Interesting. So the code is moving %rsp down by 786,808 bytes to make room for something big. So, let’s see if the EventMachine code matches up with the assembly output.

struct epoll_event ev [MaxEpollDescriptors];

Where MaxEpollDescriptors = 64*1024 and sizeof(struct epoll_event) == 12. That matches up with the assembly dump and the GDB output.

Usually, doing something like that in C/C++ is (usually) OK. Avoiding the heap whenever you can is a good idea because you avoid heap-lock contention, fragmenting the heap, and memory overhead for tracking the memory region. When writing Ruby extensions, this isn’t necessarily true. Remember, Ruby’s GC algorithm scans the entire process stack searching for references to Ruby objects. This EventMachine code causes Ruby to search an extra ~800,000 bytes drastically slowing down garbage collection.

The patch

Get the patch HERE

The patch simply moves the stack allocated struct epoll_event ev to the class definition so that it is allocated on the heap when an instance of the class is created with new.
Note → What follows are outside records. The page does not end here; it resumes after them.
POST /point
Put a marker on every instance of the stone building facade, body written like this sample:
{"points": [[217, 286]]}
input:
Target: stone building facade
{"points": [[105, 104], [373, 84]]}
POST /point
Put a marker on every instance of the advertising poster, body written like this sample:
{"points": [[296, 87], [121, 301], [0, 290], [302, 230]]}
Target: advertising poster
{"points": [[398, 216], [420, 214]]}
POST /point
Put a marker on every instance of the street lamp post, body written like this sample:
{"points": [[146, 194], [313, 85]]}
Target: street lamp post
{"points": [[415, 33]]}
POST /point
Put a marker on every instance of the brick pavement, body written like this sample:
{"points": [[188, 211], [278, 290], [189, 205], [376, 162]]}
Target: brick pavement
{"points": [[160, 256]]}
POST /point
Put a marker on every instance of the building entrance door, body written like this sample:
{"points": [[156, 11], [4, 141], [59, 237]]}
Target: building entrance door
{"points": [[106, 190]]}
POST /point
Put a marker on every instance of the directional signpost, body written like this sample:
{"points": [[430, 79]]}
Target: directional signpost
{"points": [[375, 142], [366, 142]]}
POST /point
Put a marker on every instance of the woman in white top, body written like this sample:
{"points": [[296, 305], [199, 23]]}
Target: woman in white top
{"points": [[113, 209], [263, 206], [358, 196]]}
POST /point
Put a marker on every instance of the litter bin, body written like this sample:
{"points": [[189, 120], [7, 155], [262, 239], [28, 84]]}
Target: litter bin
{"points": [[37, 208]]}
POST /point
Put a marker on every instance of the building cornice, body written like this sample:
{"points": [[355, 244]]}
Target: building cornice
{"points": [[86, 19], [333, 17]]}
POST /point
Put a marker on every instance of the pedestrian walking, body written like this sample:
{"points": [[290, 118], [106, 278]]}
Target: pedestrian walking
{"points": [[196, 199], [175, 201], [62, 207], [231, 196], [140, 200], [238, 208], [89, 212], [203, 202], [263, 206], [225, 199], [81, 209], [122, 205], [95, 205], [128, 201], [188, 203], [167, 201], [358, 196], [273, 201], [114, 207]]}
This does not change the memory usage of the process at all. It just moves the object off the stack. This makes all the difference because Ruby’s GC scans the process stack and not the process heap.

On top of all that, this patch helps with Ruby’s green threads, too. If the epoll_wait causes a Ruby event to fire and that event creates a Ruby thread, that Ruby thread gets an entire copy of the existing stack. Each time that thread is switched into and out of, that thread stack has to be memcpy’d into and out of place. Reducing those memcpys by ~800,000 bytes is a HUGE performance win. Want to learn more about threading implementations? Check out my threading models post: here.

Fixing this turned out to be pretty simple. A six (6!!) line patch:

  • Speeds up GC by 2-3x because of the huge decrease in stack frame size.
  • Fixes an open bug in EventMachine where using threads with Epoll causes lots of slowness. The reason is that each thread will inherit an ~800,000 byte stack that gets copied in and out every context switch.
  • This results in an increase from 500 requests/sec to 7000 requests/sec when using Sinatra+Thin+Epoll+Threads. That is pretty ill.

Conclusion

All in all, a productive debugging session lasting about an hour. The result was a simple patch, with 2 big performance improvements.

A couple things to take away from this experience:

  • Spend time learning your debugging tools because it pays off, especially nm, objdump, and of course GDB.
  • Getting familiar with x86_64 assembly is crucial if you hope to debug complex software and optimize it correctly.